Position Paper for AAAI-96 Workshop -- Theories of Action, Planning and Control: Bridging the Gap and input to Workshop on Generic and Specializable Plan Representations for the JTF ATD

Austin Tate
Artificial Intelligence Applications Institute
The University of Edinburgh, 80 South Bridge, Edinburgh EH1 1HN, UK
Tel: +44 131 650 2732 Fax: +44 131 650 6513 Email:

Work is described which seeks to use a common representation of tasks, plans, processes and activities based on the notion that these are all ``constraints on behaviour''. This representation can form a basis for mixed initiative user/system agents working together to mutually constrain task descriptions and plans and to coordinate the task-oriented enactment of those plans. It is well suited to an incremental refinement approach to planning as is found in many modern planners. It forms a potentially useful bridge between practical work on planning, theoretical descriptions of planning, constraint management, and work in other fields such as workflow and process management.

Two papers describe the approach:

Representing Plans as a Set of Constraints on Behaviour

The <I-N-OVA> (Issues -- Nodes -- Orderings/Variables/Auxiliary - pronounced as in ``innovate'') Model is a means to represent and manipulate plans as a set of constraints. By having a clear description of the different components within a plan, the model allows for plans to be manipulated and used separately to the environments in which they are generated.

In Tate (1996), the <I-N-OVA> model is used to characterise the plan representation used within O-Plan and is related to the plan refinement planning method used in O-Plan. The <I-N-OVA> work is related to emerging formal analyses of plans and planning. This synergy of practical and formal approaches can stretch the formal methods to cover realistic plan representations as needed for real problem solving, and can improve the analysis that is possible for production planning systems.

<I-N-OVA> is intended to act as a bridge to improve dialogue between a number of communities working on formal planning theories, practical planning systems and systems engineering process management methodologies. It is intended to support new work on automatic manipulation of plans, human communication about plans, principled and reliable acquisition of plan information, and formal reasoning about plans.

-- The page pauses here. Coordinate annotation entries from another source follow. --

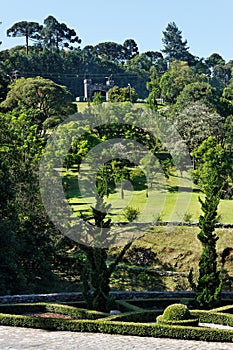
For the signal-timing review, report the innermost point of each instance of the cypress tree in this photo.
(208, 290)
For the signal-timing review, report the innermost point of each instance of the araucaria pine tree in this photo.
(208, 289)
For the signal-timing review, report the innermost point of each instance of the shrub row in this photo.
(77, 313)
(160, 303)
(114, 327)
(125, 306)
(136, 317)
(225, 309)
(213, 317)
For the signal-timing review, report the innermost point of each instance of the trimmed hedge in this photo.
(126, 324)
(77, 313)
(136, 317)
(114, 327)
(177, 314)
(213, 317)
(127, 306)
(224, 309)
(160, 303)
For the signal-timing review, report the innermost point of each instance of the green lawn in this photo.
(163, 202)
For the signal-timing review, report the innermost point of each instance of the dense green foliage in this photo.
(37, 88)
(133, 323)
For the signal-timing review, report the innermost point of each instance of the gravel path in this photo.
(14, 338)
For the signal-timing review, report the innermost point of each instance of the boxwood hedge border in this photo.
(131, 323)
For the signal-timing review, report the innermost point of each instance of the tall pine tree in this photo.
(174, 47)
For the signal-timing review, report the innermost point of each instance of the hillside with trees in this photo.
(38, 86)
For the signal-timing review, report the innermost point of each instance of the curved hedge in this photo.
(113, 325)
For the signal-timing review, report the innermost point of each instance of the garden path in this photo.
(15, 338)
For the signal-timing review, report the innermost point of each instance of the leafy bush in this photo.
(131, 213)
(178, 314)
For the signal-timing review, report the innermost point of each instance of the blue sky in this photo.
(206, 24)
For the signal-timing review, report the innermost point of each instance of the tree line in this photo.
(194, 94)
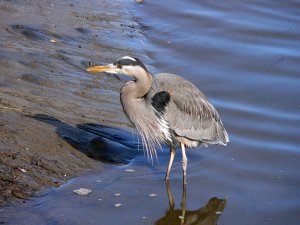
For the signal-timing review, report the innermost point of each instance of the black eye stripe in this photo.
(128, 62)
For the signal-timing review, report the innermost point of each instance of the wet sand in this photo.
(244, 56)
(45, 47)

A plan is represented as a set of constraints which together limit the behaviour that is desired when the plan is executed. The set of constraints are of three principal types with a number of sub-types reflecting practical experience in a number of planning systems.

Plan Constraints
  I   - Issues (Implied Constraints)
  N   - Node Constraints (Activity Constraints)
  OVA - Detailed Constraints 
        O - Ordering Constraints
        V - Variable Constraints
        A - Auxiliary Constraints
            - Authority Constraints
            - Condition Constraints
            - Resource Constraints
            - Spatial Constraints
            - Miscellaneous Constraints
The node constraints (these are often of the form ``include activity'') in the <I-N-OVA> model set the space within which a plan may be further constrained. The I (issues) and OVA constraints restrict the plans within that space which are valid. Ordering (temporal) and variable constraints are distinguished from all other auxiliary constraints since these act as cross-constraints, usually being involved in describing the others -- such as in a resource constraint which will often refer to plan objects/variables and to time points or ranges.

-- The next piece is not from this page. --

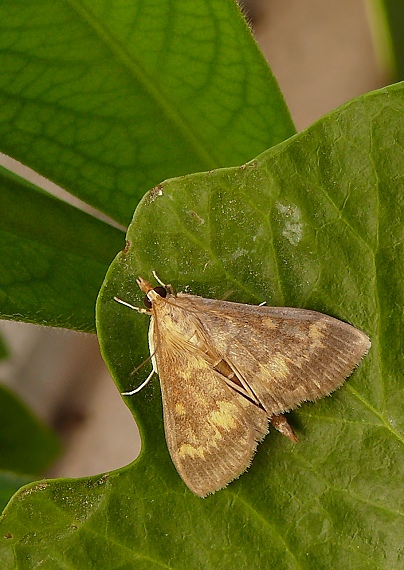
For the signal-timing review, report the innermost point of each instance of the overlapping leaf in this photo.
(315, 222)
(109, 98)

Mutually Constraining Plans for Mixed Initiative Planning and Control

The model of Mixed Initiative Planning that can be supported by the approach is the mutual constraining of behaviour by refining a set of alternative partial plans. Users and systems can work in harmony though employing a common view of their roles as being to constrain the space of admitted behaviour. Further detail is given in Tate (1994).

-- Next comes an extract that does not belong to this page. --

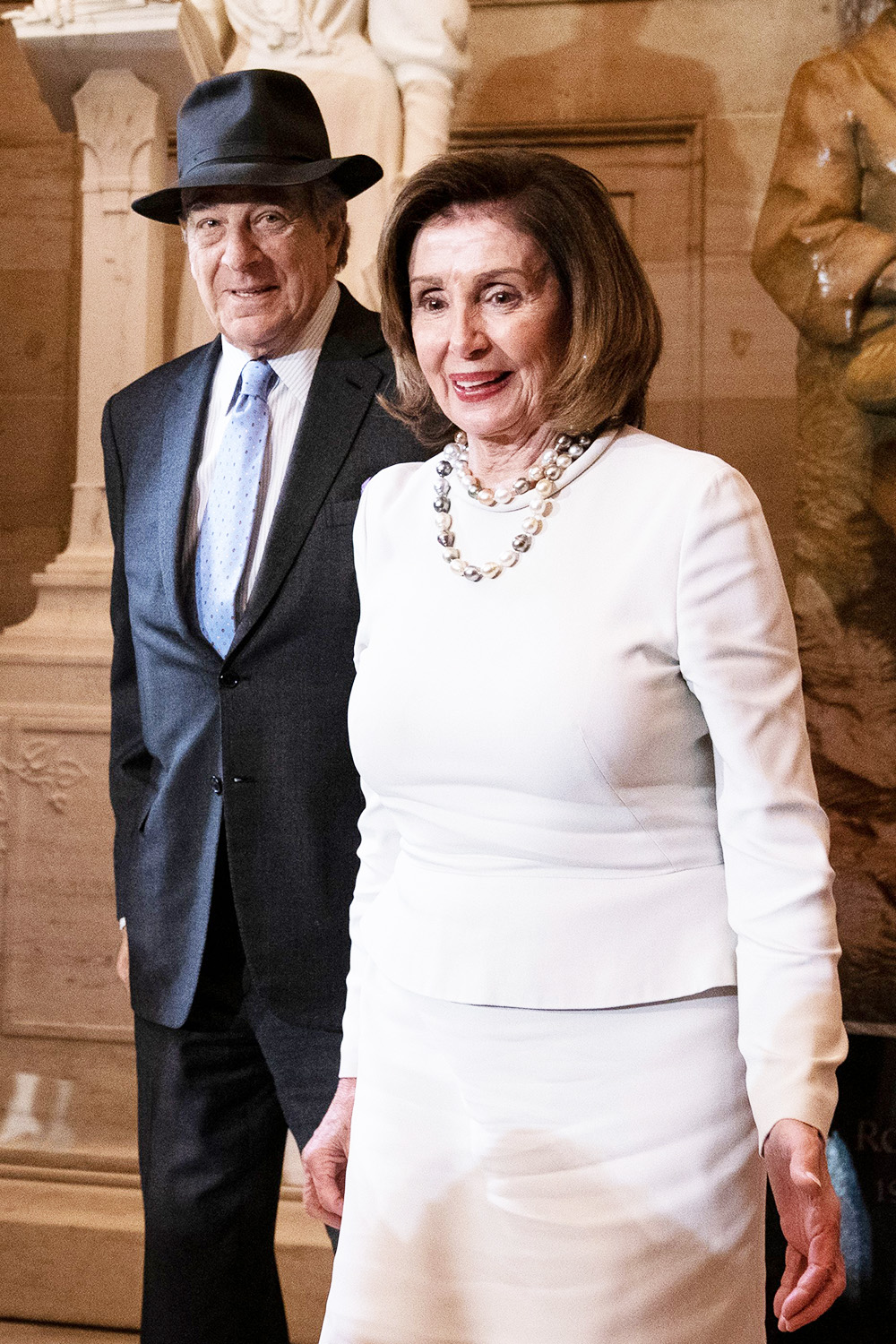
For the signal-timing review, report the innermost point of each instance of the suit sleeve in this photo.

Workflow ordering and priorities can be applied to impose specific styles of authority to plan within the system. One extreme of user driven plan expansion followed by system ``filling-in'' of details, or the opposite extreme of fully automatic system driven planning (with perhaps occasional appeals to an user to take predefined decisions) are possible. In more practical use, we envisage a mixed initiative form of interaction in which users and systems proceed by mutually constraining the plan using their own areas of strength.